Editorials

Editorial | Volume 20 No. 08

Volume 20 No. 8

Message for Issue 20.8

Dear Readers,

It is my pleasure to announce the publication of the last issue of the German Law Journal’s 20th anniversary year.

It has been a turbulent year in European politics; with the continuing (partly ignored) refugee crisis, European-wide rise of populism ( see the GLJ special issue part 1part 2 ), and the multiple failed attempts of the UK to leave the economic block. One lesson of the latter may be that we should not underestimate the importance of clear constitutional frameworks that establish broad common principles and values as well as clear and detailed (procedural) norms on competences and separation of powers. With the “Brexit” drama (i.e.

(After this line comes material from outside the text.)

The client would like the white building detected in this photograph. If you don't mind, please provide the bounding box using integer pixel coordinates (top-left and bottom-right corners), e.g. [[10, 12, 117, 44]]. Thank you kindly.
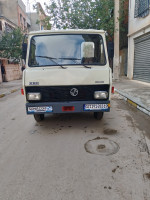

UK exit) likely to continue into the next year, and the complex trade negotiations that will follow and occupy European minds for many years to come, issue 20(8) of the German Law Journal is a sober reminder that these challenges are not limited to the UK-EU relationship, but can have wider consequences for the European project and the values it assumes to uphold. Accordingly, the contributions address a wide range of constitutional developments on European as well as (comparative) national level with a focus on the judiciary, national and European cooperation and constitutional values.

Pollicino and Fichera’s article kicks off the discussion by focusing on constitutional identities and the changing nature of the common constitutional traditions of the Member States and their role within the European integration process. Focusing on these two interrelated discourses, the article reveals the dynamic nature of the European integration process, its inherent contradictions, overlapping themes, and constitutional conflicts.

Hwang then turns the gaze to the national level. Hwang compares how US and German courts limit the influence of foreign law in the name of national democratic values. While the article exposes similarities as well as differences between the two legal orders, it emphasises a common understanding despite different theoretical foundations.

Focusing on the role of democracy within judicial decision-making processes, Henderson analyses national litigation that followed the European Stability Mechanism. She demonstrates that it is in practice a fallacy to strictly distinguish between process-based court review (e.g. for the protection of democracy) and content-based review (as a competence of the legislator), and invites us to look beyond these formalities to find bases for the courts’ legitimacy.

Spieker’s and Drinóczi and Bień-Kacała’s articles both deal with democratic backsliding but from rather different perspectives. While Drinóczi and Bień-Kacała consider Hungary and Poland as two unique and distinguishable case studies, Spieker looks at the role of the EU within the context of the ‘reverse Solange’ doctrine and specifically how Article 2 TEU can potentially thwart such national developments. Both articles remind us of our common responsibility to uphold and protect liberal constitutional norms and principles while recognising the constitutional, political and cultural differences of the Member States.

Finally, Jacobs, Münder and Richter discuss the difficulty of a judiciary of the European Union that acts within a multi-lingual, multi-cultural and multi-legal sphere within the context of the preliminary reference procedure, by focusing on the operational level that is crucial for the effective functioning of the judiciary and the preliminary reference procedure.

We hope this will make for some engaging reading under the holiday lights and serve as inspiration for the next research year to come.

As always, we wish you happy reading.